One in three Americans will develop type 2 diabetes by 2050, according to recent projections by the Centers for Disease Control and Prevention.
This is unlike type 1 diabetes, which occurs when the pancreas produces little to no insulin. It is unpreventable and most common in children.
Whereas type 2 diabetes can be prevented or delayed with a healthy lifestyle, including maintaining a healthy weight, consuming little sugar, and exercising regularly.
WHAT IS A VERY LOW-CALORIE DIET (VLCD)
A 500-calorie diet is an extreme form of a very low-calorie diet (VLCD).
It requires you to drastically reduce the amount of food you eat, usually to a maximum of 800 calories per day.
VLCDs use meal replacements such as drinks, shakes, and prepared food bars instead of meals for at least two meals a day.
Food includes low-calorie fruits and vegetables including asparagus, broccoli, brussel sprouts, and spinach, grapefruit, tomato, and lemons
VLCDs are meant for people who are very overweight and have been unable to lose weight after trying many diet plans.
This diet can be dangerous and requires medical supervision.
Type 2 diabetes occurs when the liver does not produce enough of the hormone insulin, or the body can't use insulin properly. Insulin helps carry sugar from the bloodstream into the cells.
The tests conducted at Yale University, showed that mice with type 2 diabetes experienced a decrease in fat content, which helps how the liver reacts to insulin.
The researchers pinpointed three major mechanisms responsible for the very low-calorie diet's dramatic effect of rapidly lowering blood sugar concentrations in the diabetic animals.

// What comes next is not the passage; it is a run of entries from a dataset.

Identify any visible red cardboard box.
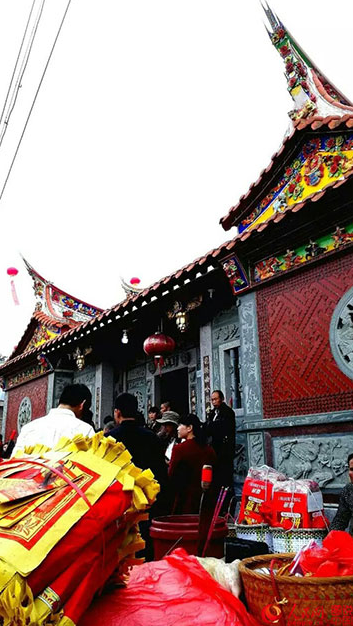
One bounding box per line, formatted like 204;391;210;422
239;477;273;524
272;490;324;528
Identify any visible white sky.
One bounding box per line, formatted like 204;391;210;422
0;0;353;354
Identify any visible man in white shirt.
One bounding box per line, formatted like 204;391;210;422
12;384;94;456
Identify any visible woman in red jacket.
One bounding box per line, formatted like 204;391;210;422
168;413;216;514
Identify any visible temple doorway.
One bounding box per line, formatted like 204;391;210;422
155;367;189;415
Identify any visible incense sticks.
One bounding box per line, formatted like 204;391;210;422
201;487;228;557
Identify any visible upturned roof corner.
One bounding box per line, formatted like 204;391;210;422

In the liver, the very low-calorie diet decreased the conversion of lactate and amino acids into sugar, decreased the rate of liver glycogen conversion to glucose and decreased fat content.
These positive benefits all happened in just three days.
'These results, if confirmed in humans, will provide us with novel drug targets to more effectively treat patients with type 2 diabetes,' said Dr Gerald I. Shulman, investigator at the Howard Hughes Medical Institute at Yale.
USDA recommends that the average male consume between 2,000 to 3,000 calories a day, while the average female consume 1,600 to 2,400 calories daily.
However, calorie intake may increase for those who are obese or overweight.
Very low-calorie diets, also known as VLCDs, consist of 500 to 800 calories a day.
VLCDs use meal replacements such as drinks, shakes and food bars instead of regular meals for at least two meals a day.
The diet can be dangerous and is usually reserved for obese people who have weight-related medical issues, in this case type 2 diabetes. The diet requires medical supervision.
For an obese person, a very low-calorie diet may shed about three to five pounds per week, but is not more efficient than a modest diet.
The next step for the researchers will be to confirm whether the findings can be replicated in type 2 diabetic patients undergoing either weight-loss surgery or consuming very low-calorie diets.
The team has already begun applying their methodology in humans.